AKTIVITAS PEMBELAJARAN KE-1

Hakikat bahaya pergaulan bebas

·       Peserta didik diminta mengamati dan mengkaji materi tentang hakikat bahaya pergaulan bebas, seperti bacaan berikut ini atau peserta didik dapat juga memperkaya dengan bacaan-bacaan dari sumber-sumber yang lain.


Hakikat pergaulan bebas

·       Walaupun tidak sesuai dengan norma dan ajaran di Indonesia, pergaulan bebas zaman sekarang sudah mulai seperti gaya hidup remaja pada umumnya. Seiring bertambahnya usia, berbagai pengalaman baru terus bertambah menjadi bagian hidup. Setiap orang pasti mengalami masa pubertas dan melewati masa transisi dari anak-anak menjadi dewasa. Saat remaja, orang-orang tentu mulai mempunyai rasa ketertarikan pada lawan jenis, dan memiliki keinginan untuk mengetahui perubahan-perubahan yang terjadi pada tubuh mereka.

·       Pada masa pubertas, para remaja mulai mengalami perkembangan seksual. Kematangan organ seksualnya mulai berfungsi, baik untuk reproduksi (menghasilkan keturunan) maupun reaksi (mendapatkan kesenangan). Jika pernah menonton film akibat pergaulan bebas, pasti sudah tahu gelapnya kehidupan para remaja zaman sekarang. Pergaulan bebas di kalangan pelajar sangat marak terjadi di Indonesia, hal ini dikarenakan para pelajar belum mempunyai kontrol pikiran dan emosi yang matang. Selain belum mempunyai kontrol pikiran dan emosi yang matang, mereka juga mudah terpengaruh. Maraknya pergaulan bebas zaman sekarang semakin meresahkan pemerintah dan organisasi masyarakat di Indonesia.

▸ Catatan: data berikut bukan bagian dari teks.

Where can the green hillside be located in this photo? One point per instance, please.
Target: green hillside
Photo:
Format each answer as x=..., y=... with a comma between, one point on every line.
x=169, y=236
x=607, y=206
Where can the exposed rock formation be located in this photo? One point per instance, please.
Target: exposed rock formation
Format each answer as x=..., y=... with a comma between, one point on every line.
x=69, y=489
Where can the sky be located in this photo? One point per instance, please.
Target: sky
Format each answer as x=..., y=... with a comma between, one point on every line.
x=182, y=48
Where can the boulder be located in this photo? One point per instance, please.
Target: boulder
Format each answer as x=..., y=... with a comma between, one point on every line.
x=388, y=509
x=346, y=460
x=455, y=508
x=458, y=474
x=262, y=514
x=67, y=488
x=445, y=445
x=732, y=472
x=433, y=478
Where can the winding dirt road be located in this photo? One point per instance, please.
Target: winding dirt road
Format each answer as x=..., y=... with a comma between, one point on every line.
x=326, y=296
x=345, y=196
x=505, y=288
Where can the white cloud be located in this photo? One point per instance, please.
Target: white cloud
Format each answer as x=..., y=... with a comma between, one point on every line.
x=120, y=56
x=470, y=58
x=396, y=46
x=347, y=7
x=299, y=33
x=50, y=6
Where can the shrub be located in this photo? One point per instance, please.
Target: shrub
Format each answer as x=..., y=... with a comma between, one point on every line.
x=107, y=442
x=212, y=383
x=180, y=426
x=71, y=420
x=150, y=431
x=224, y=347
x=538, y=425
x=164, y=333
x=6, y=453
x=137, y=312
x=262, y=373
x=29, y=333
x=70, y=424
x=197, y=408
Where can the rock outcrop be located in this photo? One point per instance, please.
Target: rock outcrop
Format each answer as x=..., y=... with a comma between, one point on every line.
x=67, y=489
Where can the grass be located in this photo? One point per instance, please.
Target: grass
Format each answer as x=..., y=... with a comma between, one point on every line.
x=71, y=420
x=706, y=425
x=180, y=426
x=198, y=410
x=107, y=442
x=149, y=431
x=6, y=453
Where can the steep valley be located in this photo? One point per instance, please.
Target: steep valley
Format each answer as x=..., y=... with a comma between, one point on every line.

·       Pergaulan bebas  adalah salah bentuk perilaku menyimpang yang melewati batas dari kewajiban, tuntutan, aturan, syarat, dan perasaan malu, atau pergaulan bebas dapat diartikan sebagai perilaku menyimpang yang melanggar norma agama serta norma kesusilaan.

·       Pengertian pergaulan adalah merupakan proses interaksi antara indiviu atau individu dengan kelompok. Sedangkan  bebas adalah terlepas dari kewajiban, aturan, tuntutan, norma agama dan norma kesusilaan. Pergaulan berpengaruh terhadap pembentukan kepribadian seorang individu baik pergaulan positif atau negatif. Menurut KBBI (Kamus Besar Bahasa Indonesia), pergaulan berarti kehidupan berteman atau bermasyarakat. Sedangkan bebas adalah lepas dan tidak terhalang, sehingga dapat berbicara, bergerak, dan berbuat sesuatu dengan leluasa, tanpa terikat oleh aturan.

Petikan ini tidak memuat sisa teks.